While the Visual Language Model (VLM) has demonstrated the ability to understand and reason about visual content, it struggles with tasks requiring cross-view understanding and spatial reasoning. Current VLMs excel primarily at egocentric spatial reasoning from a camera perspective, but fail to generalize to allocentric viewpoints when applying the spatial reference frame of another object. ViewSpatial-Bench is the first comprehensive benchmark designed to evaluate multi-view spatial localization recognition.

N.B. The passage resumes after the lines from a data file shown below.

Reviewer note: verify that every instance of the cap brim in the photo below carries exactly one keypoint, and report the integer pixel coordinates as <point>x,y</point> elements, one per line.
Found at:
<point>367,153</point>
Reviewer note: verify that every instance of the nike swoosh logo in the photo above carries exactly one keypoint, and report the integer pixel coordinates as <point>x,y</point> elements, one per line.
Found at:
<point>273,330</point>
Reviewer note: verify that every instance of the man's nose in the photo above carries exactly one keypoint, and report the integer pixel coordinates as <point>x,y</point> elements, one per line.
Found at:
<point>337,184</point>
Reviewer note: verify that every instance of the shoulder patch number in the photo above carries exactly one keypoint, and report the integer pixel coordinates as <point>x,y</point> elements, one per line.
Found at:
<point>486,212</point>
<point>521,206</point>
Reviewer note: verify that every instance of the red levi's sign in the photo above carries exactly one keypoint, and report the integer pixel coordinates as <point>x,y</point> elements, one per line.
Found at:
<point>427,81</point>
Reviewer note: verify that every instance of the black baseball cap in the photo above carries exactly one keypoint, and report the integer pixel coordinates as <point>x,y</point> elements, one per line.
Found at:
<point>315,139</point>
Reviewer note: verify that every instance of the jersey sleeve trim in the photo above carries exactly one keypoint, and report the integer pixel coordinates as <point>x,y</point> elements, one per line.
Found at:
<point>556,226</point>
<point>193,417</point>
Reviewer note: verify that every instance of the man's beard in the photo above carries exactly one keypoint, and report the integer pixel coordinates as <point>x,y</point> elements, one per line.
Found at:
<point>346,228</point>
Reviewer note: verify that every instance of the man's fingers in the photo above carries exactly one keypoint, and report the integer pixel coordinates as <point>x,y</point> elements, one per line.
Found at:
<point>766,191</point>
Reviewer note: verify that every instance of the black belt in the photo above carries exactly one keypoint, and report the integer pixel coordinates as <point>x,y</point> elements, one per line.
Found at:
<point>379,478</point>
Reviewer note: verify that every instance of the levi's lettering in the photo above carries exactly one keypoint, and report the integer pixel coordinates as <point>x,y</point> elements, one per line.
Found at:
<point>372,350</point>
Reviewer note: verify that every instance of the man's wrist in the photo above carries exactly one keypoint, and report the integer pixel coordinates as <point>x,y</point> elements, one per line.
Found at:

It includes five task types and supports an automatic 3D annotation pipeline that generates accurate orientation labels. A comprehensive evaluation of various VLMs on ViewSpatial-Bench reveals significant performance gaps. While the models perform reasonably well on camera-view tasks, their accuracy degrades when inferring from a human viewpoint. By fine-tuning the VLM on a multi-view spatial dataset, we achieve a 46.24% performance improvement across all tasks. This provides evidence that modeling 3D spatial relationships enhances the spatial understanding capabilities of the VLM.
Takeaways, Limitations
•
Currently, VLM is strong in egocentric (camera-view) spatial reasoning, but fails to generalize to other-centric viewpoints.
•
ViewSpatial-Bench is the first comprehensive benchmark for evaluating multi-view spatial localization recognition.
•
3D spatial relationship modeling enhances the spatial understanding capabilities of VLM.
•
Fine-tuning the VLM can improve overall performance.
•
This study provides an important benchmark for spatial intelligence.